First, let's cover the funds' similarities. Both VXUS and ACWX overlap in terms of top holdings, including ASML, Tencent, and TSM. In addition, both share a similar performance history. Over the last five years, VXUS has generated a total return of 48.3%, while ACWX has generated a total return of 46.4%. Similarly, the max drawdown for each fund is nearly identical at approximately -30%. Finally, both funds have a beta of 0.79 -- indicating they are somewhat less volatile compared to the S&P 500.
Turning to differences, VXUS comes out ahead on several key factors. For one, its expense ratio is 0.05%, which is very attractive. ACWX, by contrast, has an expense ratio of 0.32%, which is far closer to the industry average. As for yield, VXUS is once again superior, with a dividend yield of 3.1%, which bests ACWX's 2.7% dividend yield.
In sum, VXUS appears to be a cut above ACWX at this point.
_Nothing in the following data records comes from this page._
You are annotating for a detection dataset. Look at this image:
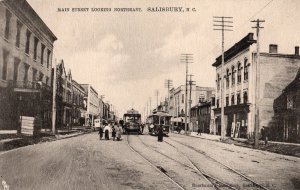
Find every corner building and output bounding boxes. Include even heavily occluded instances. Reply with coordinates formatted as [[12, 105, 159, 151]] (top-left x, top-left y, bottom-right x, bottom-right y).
[[212, 33, 300, 138], [0, 0, 57, 129]]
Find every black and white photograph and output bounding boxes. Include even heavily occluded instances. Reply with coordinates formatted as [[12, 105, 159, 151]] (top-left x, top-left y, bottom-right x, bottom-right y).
[[0, 0, 300, 190]]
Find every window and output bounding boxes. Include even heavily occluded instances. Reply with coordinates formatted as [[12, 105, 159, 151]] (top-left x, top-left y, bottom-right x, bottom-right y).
[[236, 93, 241, 104], [244, 58, 248, 80], [2, 50, 8, 80], [47, 50, 51, 68], [13, 57, 21, 81], [33, 37, 39, 60], [41, 44, 45, 65], [244, 92, 248, 104], [231, 66, 235, 86], [25, 30, 31, 54], [226, 96, 229, 106], [15, 20, 22, 48], [226, 69, 229, 88], [4, 9, 12, 39], [238, 62, 242, 83]]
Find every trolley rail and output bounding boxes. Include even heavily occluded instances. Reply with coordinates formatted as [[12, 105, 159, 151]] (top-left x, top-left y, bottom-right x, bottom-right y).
[[166, 138, 269, 190], [126, 135, 185, 190]]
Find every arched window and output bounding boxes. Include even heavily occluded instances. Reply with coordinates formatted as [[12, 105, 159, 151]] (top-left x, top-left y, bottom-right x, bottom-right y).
[[231, 66, 235, 85], [244, 92, 248, 104], [238, 62, 242, 83], [226, 69, 229, 88], [244, 58, 248, 80]]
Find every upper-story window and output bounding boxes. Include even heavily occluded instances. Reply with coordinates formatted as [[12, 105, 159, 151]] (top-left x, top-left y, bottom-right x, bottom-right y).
[[226, 69, 229, 88], [236, 93, 241, 104], [47, 50, 51, 68], [41, 44, 45, 65], [15, 20, 23, 48], [244, 58, 248, 80], [243, 92, 248, 104], [33, 37, 39, 60], [238, 62, 242, 83], [231, 66, 235, 86], [4, 9, 12, 39], [25, 30, 31, 54]]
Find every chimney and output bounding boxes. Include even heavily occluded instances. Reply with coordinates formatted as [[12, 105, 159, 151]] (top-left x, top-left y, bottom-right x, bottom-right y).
[[269, 44, 278, 53], [295, 46, 299, 55]]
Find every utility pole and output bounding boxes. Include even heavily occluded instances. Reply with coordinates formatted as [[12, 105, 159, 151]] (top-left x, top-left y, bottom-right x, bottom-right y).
[[52, 59, 57, 134], [188, 75, 195, 132], [213, 16, 233, 140], [165, 79, 173, 112], [155, 90, 159, 109], [180, 54, 193, 135], [251, 19, 265, 147]]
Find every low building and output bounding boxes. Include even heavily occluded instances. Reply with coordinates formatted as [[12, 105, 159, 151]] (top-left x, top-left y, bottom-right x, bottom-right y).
[[270, 69, 300, 143]]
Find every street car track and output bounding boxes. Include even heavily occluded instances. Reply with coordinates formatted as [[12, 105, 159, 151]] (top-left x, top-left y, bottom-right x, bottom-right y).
[[138, 137, 237, 190], [126, 135, 185, 190], [168, 138, 269, 190]]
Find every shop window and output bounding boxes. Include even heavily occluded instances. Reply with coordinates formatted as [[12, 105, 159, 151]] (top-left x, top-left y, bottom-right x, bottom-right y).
[[244, 58, 248, 80], [231, 66, 235, 86], [25, 30, 31, 54], [4, 9, 12, 40], [236, 93, 241, 104], [238, 62, 242, 84]]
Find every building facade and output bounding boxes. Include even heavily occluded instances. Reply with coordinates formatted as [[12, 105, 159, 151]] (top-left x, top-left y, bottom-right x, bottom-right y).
[[72, 80, 87, 126], [0, 0, 57, 129], [270, 69, 300, 143], [213, 33, 300, 138], [81, 84, 99, 126]]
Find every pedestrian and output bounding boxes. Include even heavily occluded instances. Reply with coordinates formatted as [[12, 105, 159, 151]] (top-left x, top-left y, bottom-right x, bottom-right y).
[[197, 127, 201, 135], [111, 125, 116, 141], [104, 124, 110, 140], [116, 123, 122, 141], [98, 126, 104, 140], [157, 125, 164, 142]]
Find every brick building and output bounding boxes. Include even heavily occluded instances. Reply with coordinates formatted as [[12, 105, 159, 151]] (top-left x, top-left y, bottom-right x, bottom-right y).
[[212, 33, 300, 138], [0, 0, 57, 129]]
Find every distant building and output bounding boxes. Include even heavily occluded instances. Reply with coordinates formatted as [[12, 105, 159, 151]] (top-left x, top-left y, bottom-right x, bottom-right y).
[[271, 69, 300, 143], [72, 80, 87, 126], [212, 33, 300, 138], [81, 84, 99, 126], [0, 0, 57, 129]]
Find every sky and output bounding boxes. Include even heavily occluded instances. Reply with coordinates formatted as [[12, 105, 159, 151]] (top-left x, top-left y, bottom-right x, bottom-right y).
[[27, 0, 300, 116]]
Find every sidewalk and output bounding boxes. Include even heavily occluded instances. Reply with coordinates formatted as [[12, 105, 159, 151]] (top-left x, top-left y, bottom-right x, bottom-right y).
[[190, 132, 300, 157], [0, 126, 92, 152]]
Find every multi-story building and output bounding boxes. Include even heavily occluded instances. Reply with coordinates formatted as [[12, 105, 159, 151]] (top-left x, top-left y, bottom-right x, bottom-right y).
[[72, 80, 87, 126], [213, 33, 300, 137], [52, 60, 74, 127], [169, 85, 214, 129], [0, 0, 57, 129], [270, 68, 300, 143], [81, 84, 99, 126]]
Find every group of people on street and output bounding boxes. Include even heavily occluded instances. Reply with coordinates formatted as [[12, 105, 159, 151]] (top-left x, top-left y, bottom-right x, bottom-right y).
[[98, 122, 122, 141]]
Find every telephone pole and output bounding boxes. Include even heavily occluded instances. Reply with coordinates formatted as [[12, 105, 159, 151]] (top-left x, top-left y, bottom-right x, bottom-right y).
[[188, 75, 195, 132], [213, 16, 233, 140], [180, 53, 193, 135], [52, 59, 57, 134], [251, 19, 265, 147], [165, 79, 173, 112]]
Its lower fees and higher dividend yield along with nearly identical performance, mean VXUS appears to be the preferable choice for investors seeking international exposure.
Glossary
ETF: Exchange-traded fund that holds a basket of securities and trades on an exchange like a stock.
Expense ratio: Annual fund operating costs expressed as a percentage of the fund’s average assets.
Dividend yield: Annual dividends paid by a fund divided by its current share price, shown as a percentage.
Beta: Measure of a fund’s volatility compared with a benchmark index, usually the S&P 500.
AUM: Assets under management; the total market value of all assets held in the fund.
Max drawdown: The largest peak-to-trough decline in a fund’s value over a specific period.
Total return: Investment performance including price changes plus all dividends and distributions, assuming reinvestment.
Sector allocation: How a fund’s holdings are distributed across different industries, such as technology or financials.
Emerging markets: Economies in the process of rapid growth and industrialization, generally riskier than developed markets.
Developed markets: Economies with mature financial systems, higher incomes, and stable regulatory environments.
Concentration risk: Risk that poor performance of a few large holdings significantly hurts the fund’s overall returns.
Hedging: Using financial strategies to reduce or offset potential losses from market movements.